Version control of Q-GPU, an adaptation of Q version 5.06 running on GPUs.
Q is a set of Molecular Dynamics (MD) tools tailored to the following specific kinds of free energy calculations:
- Free Energy Perturbation (FEP)
- Empirical Valence Bond (EVB)
- Linear Interaction Energies (LIE)
This version includes a translation of the original Q fortran code to C/CUDA and Python.
Chiel Jespers, Willem Jespers, Mauricio Esguerra, Johan Åqvist, Hugo Gutiérrez‐de‐Terán
The frontend is built on Python and will run in versions > 3.6. It mainly uses native python libraries and only needs numpy as additional package with no further dependencies.
To compile the qdyn engine source code, you need a CUDA compiler. The code has been tested with the following versions:
- CUDA/10.1.243
To succesfully install and compile the code:
unset SSH_ASKPASS
mkdir ~/software
cd ~/software
git clone https://[email protected]/qusers/qgpu.git
cd qgpu/src/core
make
After succesful compilation of Q-GPU you have to add the program to your system path by modifying your shell initiation script. If your shell is bash, you can add the following lines to your .bashrc file using a text editor. The following assumes that your user name is "johndoe" and the home directory is "/Users/johndoe/":
SOFT=/Users/johndoe/software
export QDIR=$SOFT/qgpu
export PATH=$QDIR/bin:$QDIR/src:$PATH
Where $SOFT will be the place where your software folder is located at, e.g. /Users/johndoe/software
Once the q binaries are declared in your path you should be able to call all q binaries from your terminal. To test that the path to your compiled Q binaries has been correctly assigned you can issue the following commands in the terminal:
source ~/.bashrc
env | grep qgpu
QDIR=/Users/johndoe/software/qgpu
Additiontally you can search for the main Q-GPU binary file with:
which qdyn
The Qprep tool from Q is needed for the preparation of molecular topology files required by the MD engine Qdyn. Currently, Qprep is provided as fortran code, which compiles on CPUs. The workflow for a Q-GPU free energy simulation consists then in:
- An initial topology preparation stage that runs on a regular CPU
- MD sampling using Qdyn, which runs on a CUDA-based GPU
- The FEP analysis tool (qfep) provided in python (running both in GPU or CPU)
If you receive error messages during compilation please report them to the program authors including the compiler used (e.g.
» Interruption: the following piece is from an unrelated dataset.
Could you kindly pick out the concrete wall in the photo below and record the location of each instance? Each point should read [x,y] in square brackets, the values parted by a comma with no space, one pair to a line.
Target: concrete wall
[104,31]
CUDA), the compiler version (e.e. 10.1.243), and the error message.
Q-GPU includes various tests that compare the output of the original fortran code with the C/CUDA code. They are situated in the test folder and include:
- interactions
- physical-properties
The first folder includes test cases for the different type of interactions in Q, that is water-water (w-w), solute-solute (p-p) and Qatom-Qatom (q-q) interactions, and any mixture thereof. These tests run a single point energy calculation and are compared with the output from Q5.07. The tests can be run separately following the instructions in each folder, or all at once using the run_test.py script (TODO!).
In the second folder, we provide test cases for the calculation of solvation free energies of side-chain mimics, and several protein-ligand binding cases (CDk2 and A2aAR, TODO!). The details for such calculations are described in our QligFEP paper:
- Jespers et al. (https://doi.org/10.1186/s13321-019-0348-5).
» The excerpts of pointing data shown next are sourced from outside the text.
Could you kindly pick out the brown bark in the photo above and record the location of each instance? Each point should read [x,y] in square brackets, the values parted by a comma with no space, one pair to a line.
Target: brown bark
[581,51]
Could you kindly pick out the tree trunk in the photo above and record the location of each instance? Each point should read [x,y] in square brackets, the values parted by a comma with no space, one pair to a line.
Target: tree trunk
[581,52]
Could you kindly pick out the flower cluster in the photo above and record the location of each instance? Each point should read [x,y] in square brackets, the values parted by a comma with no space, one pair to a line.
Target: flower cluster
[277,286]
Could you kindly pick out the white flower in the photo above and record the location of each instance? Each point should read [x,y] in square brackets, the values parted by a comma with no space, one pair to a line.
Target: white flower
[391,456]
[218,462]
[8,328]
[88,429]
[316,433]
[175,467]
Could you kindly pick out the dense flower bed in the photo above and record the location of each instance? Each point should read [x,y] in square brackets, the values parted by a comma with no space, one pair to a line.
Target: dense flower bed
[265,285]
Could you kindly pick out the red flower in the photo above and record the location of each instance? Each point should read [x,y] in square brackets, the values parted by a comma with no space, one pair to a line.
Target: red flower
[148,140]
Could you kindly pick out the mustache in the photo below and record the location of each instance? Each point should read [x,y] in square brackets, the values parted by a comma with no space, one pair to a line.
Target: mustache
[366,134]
We have included a benchmark set of water spheres of sizes 10-30A (in increments of 5). Table generated with https://www.tablesgenerator.com/markdown_tables
sphere | cpu Intel(R) Xeon(R) CPU E5-2650 v4 @ 2.20GHz Time in seconds | gpu NVIDIA GeForce GTX 1080 Time in seconds |
---|---|---|
10A | 6.838 | 1.988 |
15A | 60.698 | 4.882 |
20A | 368.657 | 19.233 |
25A | 1257.150 | 59.948 |
30A | 4060.083 | 192.180 |
19/08/2020
Generating first version of Q-GPU readme.